There’s another critical reason makes the WHO claim completely misleading. Most of the supporting studies were done in developing countries where mothers often offer traditional prelacteal feeds of water, sweetened water or teas. These prelacteal feeds may consist solely or in part of contaminated water.
Those babies are more likely to die not because they didn’t breastfeed earlier, but because they received contaminated water that made them sick. It, too, is an example of the axiom that correlation does not equal causation.

But if correlation does not equal causation, what does? The nine facets of the Hill’s Criteria, developed and used to show that tobacco causes lung cancer, can help us determine the difference between correlation and causation. There are two criteria that are particularly important in this case. One is “consideration of alternative explanations.” The papers cited by the WHO did not consider alternative explanations; they selected a preferred explanation and ignored everything else.

The other important criterion is “plausible mechanism.” The lactivists at the WHO offer no plausible mechanism by which putting a baby to the breast in the hour after birth could be lifesaving. They make vague allusions to antibodies and skin to skin contact but fail to show that a sip of colostrum or brief contact with a mother’s skin could save a baby’s life. That’s because there’s no such evidence.

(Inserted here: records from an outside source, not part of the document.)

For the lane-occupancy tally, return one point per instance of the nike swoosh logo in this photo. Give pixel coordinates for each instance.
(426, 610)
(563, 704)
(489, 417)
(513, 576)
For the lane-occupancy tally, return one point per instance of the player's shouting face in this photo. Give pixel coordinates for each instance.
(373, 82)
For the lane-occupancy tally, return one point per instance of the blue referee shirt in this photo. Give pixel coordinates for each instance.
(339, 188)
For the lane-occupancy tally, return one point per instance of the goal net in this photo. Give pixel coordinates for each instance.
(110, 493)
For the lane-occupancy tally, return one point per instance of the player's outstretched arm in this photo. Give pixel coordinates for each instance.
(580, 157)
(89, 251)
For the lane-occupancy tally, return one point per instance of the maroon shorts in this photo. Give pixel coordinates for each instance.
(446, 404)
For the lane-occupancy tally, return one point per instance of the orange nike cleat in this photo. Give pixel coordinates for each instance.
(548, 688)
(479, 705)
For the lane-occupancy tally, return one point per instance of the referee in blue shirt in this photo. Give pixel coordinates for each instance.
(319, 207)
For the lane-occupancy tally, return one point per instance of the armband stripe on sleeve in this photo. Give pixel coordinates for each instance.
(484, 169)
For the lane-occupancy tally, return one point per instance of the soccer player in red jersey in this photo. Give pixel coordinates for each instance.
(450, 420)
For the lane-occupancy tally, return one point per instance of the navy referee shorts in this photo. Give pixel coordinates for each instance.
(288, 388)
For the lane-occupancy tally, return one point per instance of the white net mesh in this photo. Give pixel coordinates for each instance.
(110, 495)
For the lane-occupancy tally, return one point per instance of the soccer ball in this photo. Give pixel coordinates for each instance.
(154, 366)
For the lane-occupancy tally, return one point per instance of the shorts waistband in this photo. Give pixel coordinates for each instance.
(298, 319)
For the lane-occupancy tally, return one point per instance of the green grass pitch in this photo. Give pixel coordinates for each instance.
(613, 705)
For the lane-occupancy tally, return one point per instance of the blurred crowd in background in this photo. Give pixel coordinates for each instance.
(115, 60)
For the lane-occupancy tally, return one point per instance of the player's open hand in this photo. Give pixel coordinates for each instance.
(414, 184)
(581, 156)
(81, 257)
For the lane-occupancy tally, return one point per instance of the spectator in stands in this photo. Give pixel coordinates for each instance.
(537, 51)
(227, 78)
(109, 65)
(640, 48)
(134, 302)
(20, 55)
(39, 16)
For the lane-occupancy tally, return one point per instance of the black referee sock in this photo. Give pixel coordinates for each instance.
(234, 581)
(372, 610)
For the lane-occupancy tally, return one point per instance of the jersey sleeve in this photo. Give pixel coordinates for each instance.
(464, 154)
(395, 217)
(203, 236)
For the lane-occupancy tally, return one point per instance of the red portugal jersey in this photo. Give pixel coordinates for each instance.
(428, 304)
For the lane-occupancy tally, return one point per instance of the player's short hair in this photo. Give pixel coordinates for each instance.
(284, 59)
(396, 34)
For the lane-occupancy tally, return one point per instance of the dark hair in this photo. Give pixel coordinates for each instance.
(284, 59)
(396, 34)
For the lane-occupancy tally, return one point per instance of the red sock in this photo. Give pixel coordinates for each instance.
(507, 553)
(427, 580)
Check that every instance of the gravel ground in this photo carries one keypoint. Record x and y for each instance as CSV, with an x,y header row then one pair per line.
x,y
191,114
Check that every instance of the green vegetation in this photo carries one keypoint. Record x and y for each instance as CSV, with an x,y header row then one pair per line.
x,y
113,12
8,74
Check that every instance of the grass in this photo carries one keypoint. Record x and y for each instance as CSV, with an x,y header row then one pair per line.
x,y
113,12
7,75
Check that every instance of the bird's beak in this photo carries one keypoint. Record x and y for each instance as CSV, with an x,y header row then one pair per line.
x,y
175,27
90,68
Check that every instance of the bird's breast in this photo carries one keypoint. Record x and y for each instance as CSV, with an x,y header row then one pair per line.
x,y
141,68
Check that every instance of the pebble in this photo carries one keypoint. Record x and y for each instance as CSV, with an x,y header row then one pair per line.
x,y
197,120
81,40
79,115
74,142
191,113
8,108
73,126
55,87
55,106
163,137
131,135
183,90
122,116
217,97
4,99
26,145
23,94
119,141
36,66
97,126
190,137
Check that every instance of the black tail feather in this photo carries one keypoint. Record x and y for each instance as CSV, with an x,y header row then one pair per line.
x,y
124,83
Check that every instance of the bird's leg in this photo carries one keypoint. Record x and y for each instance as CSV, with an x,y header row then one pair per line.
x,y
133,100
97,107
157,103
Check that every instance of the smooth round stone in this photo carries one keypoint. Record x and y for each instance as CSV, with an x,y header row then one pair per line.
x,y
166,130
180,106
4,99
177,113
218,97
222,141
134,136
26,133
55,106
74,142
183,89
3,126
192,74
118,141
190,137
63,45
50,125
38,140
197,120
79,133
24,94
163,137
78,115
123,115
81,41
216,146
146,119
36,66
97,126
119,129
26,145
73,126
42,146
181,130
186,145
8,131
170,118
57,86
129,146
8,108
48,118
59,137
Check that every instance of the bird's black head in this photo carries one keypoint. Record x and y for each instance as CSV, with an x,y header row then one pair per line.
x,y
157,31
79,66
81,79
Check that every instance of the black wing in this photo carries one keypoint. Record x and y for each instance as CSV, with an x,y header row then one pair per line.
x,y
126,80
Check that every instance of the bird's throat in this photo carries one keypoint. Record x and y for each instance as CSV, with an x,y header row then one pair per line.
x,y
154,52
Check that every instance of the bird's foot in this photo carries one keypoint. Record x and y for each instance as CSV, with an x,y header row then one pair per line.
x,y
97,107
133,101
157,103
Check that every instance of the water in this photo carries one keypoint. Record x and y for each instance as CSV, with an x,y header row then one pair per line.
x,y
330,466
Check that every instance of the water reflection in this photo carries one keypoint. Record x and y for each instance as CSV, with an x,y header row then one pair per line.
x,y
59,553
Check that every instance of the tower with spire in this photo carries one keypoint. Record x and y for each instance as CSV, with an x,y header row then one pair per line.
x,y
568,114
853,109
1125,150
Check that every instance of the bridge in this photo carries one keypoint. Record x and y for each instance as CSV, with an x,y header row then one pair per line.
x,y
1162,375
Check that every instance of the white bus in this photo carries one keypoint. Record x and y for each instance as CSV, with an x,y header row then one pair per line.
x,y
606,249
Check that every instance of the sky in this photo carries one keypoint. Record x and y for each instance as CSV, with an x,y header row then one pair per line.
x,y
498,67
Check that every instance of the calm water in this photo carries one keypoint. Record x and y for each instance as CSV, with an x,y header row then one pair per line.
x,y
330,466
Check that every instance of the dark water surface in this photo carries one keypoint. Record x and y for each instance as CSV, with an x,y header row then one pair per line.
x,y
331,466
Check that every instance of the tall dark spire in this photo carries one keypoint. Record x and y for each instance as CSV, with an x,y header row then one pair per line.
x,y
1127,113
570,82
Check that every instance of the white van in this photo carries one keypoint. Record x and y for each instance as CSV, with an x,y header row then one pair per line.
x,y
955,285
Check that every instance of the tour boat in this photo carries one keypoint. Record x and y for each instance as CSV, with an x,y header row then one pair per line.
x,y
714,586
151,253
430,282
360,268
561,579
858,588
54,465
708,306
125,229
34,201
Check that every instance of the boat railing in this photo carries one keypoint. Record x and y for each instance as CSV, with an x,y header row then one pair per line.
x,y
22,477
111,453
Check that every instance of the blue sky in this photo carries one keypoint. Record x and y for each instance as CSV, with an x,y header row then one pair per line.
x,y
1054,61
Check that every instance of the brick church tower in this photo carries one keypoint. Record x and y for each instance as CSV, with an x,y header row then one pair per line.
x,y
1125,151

Obviously the folks at the WHO know the difference between correlation and causation and between reasonable conclusions and unreasonable ones; so why do they make a claim that is both implausible and unsupported by the existing evidence? Because of white hat bias:

‘White hat bias’ (WHB) [is] bias leading to distortion of information in the service of what may be perceived to be righteous ends …

The lactivists at the WHO view the promotion of breastfeeding as so righteous that they feel justified in deliberately misleading women in order to convince them to breastfeed. They’re wrong. In the first place, the benefits of breastfeeding are trivial. There’s no evidence that formula is dangerous, merely that formula made with contaminated water is dangerous. Second, women are not children to be manipulated with fables. Women are entitled to scientifically accurate information with which to make healthcare decisions. The WHO’s efforts to manipulate women are fundamentally unethical and no possible benefit of breastfeeding justifies unethical behavior on the part of providers.

The claim that breastfeeding within the first hour after birth saves lives is nothing more than a lie. It is a deliberate and fundamentally dishonest attempt to manipulate women. Sadly, it is just one of many lactivist lies told by the WHO and other healthcare organizations — involving weak data riddled with confounding variables, imputing causation to correlation and making absurd claims without any plausible mechanism. The truth, a truth that the WHO is loath to admit, is that the benefits of breastfeeding are trivial and that the millions of dollars spent to promote it are a terrible waste of money.